Ma la fede è dono di Dio che richiede l’impegno dell’intelletto e della volontà umana. La fede nasce dall’agire di Dio inseparabile dal volere umano. Nessuno crede suo malgrado e neppure nessuno crede senza che Dio gli doni di credere. La fede si manifesta nel credente nel praticare con pieno assenso tutto quanto avvicina alla volontà di Dio e nel realizzare alla luce dello spirito di fede ogni cosa.
Gesù ripete che chi cerca lui e incontra lui nella fede, incontra la verità, fa esperienza di vera felicità, tocca con mano l’eternità.
 
Ha scritto il santo Paolo VI: “L'escursione del pensiero umano è una grande parabola che ricade sulle cose esteriori inferiori, e si attarda in soddisfazioni soggettive, inclinate verso esperienze animali. È la parabola della morte. È la ricerca del cibo che perisce. È la conquista del pane che sazia i pellegrini morituri: manna sì, discesa dal cielo dello spirito, ma priva di immortalità. L'Eucarestia a questo punto è come un paradosso inatteso, si preannuncia con l'annuncio dell'immortalità: cibo di vita eterna....Il fedele, nutrito del pane celeste, prova un'esperienza nuova e originale, avente in sé ogni delizia. E Sant'Ambrogio dirà di quel pane: 'In te c'è una spirituale allegrezza celeste.'"
 
L’inviato del Padre si presenta come il pane della vita: “Io sono il pane vivo, disceso dal cielo. Se uno mangia di questo pane vivrà in eterno e il pane che io darò è la mia carne per la vita del mondo”.
 
    “Io sono il pane vivo, disceso dal cielo”. Nella memoria rimane il ricordo della manna nel deserto. Gesù è la nuova manna che il Padre ha dato al popolo della Nuova Alleanza. Per mezzo di questo cibo può sostentarsi nel suo pellegrinaggio.
      Se uno mangia di questo pane vivrà in eterno”. Coloro che si nutrirono con la manna poterono soddisfare la loro fame, ma alla fine morirono.
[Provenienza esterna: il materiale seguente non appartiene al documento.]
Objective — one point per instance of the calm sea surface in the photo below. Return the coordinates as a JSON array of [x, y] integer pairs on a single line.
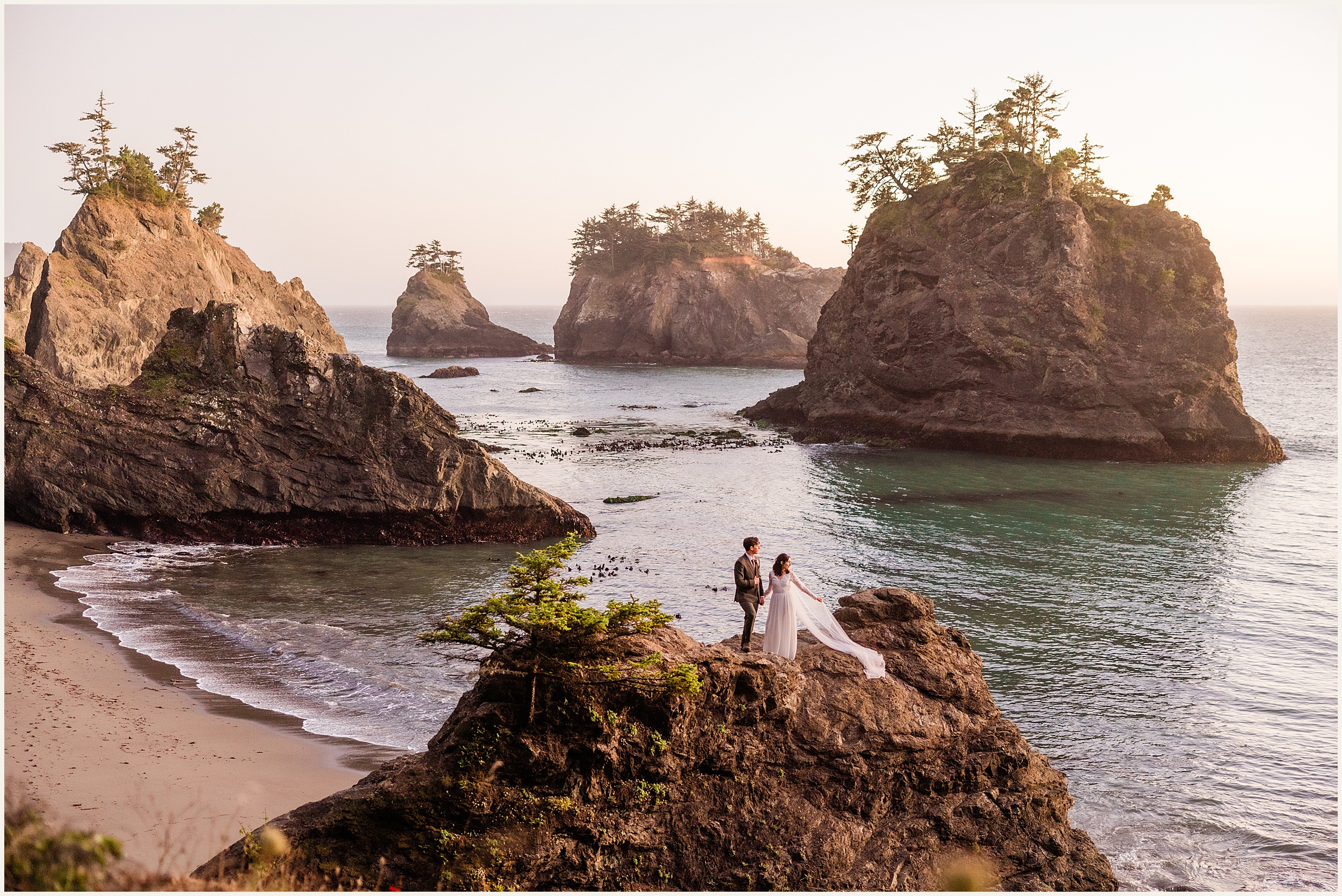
[[1166, 635]]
Invece chi mangia il pane del Signore vive in eterno.
    Il pane che io darò è la mia carne per la vita del mondo”. Il pane che Gesù offre al suo popolo è la sua stessa carne. Egli dona al suo popolo la sua stessa vita. La dona al suo popolo e a tutto il mondo.
 
Quelle di Gesù sono parole davvero difficili per essere comprese. Sono affermazioni enormi anche per i cristiani di oggi; figurasi agli orecchi dei presenti che conoscevano tutto di lui, conoscevano la sua famiglia; sapevano di quale paesino fosse. Per questo “mormoravano”.
La mormorazione è l’atteggiamento psicologico di chi ha un cuore gretto e presuntuoso e – nel caso – di chi non vuole accettare la logica di Dio. È mugugno ostile di chi pretende di imporre a Dio i propri schemi.

Che non succeda anche a noi di essere miopi e meschini e di “mormorare”:
    che senso ha andare  a Messa la domenica?
    che senso ha ascoltare e mettere in pratica la Parola di Dio?
    Che importanza ha fare la comunione?
 
Non cediamo alla “mormorazione”.
Contemplare Gesù che diventa il pane che ci apre la strada della vita eterna, che è comunione con Dio, contemplare questa realtà è molto importante perché aiuta a credere in Dio, ma soprattutto al fatto di essere in buone mani. Gesù vuole condurre l'uomo all'incontro con Lui, all'unione con Lui, a divenire una cosa sola con Lui per poter vivere una vita che non ha più termine.
 

Guida, o Padre,
la tua Chiesa pellegrina nel mondo,
sostienila con la forza del cibo che non perisce,
perché perseverando nella fede di Cristo
giunga a contemplare la luce del tuo volto.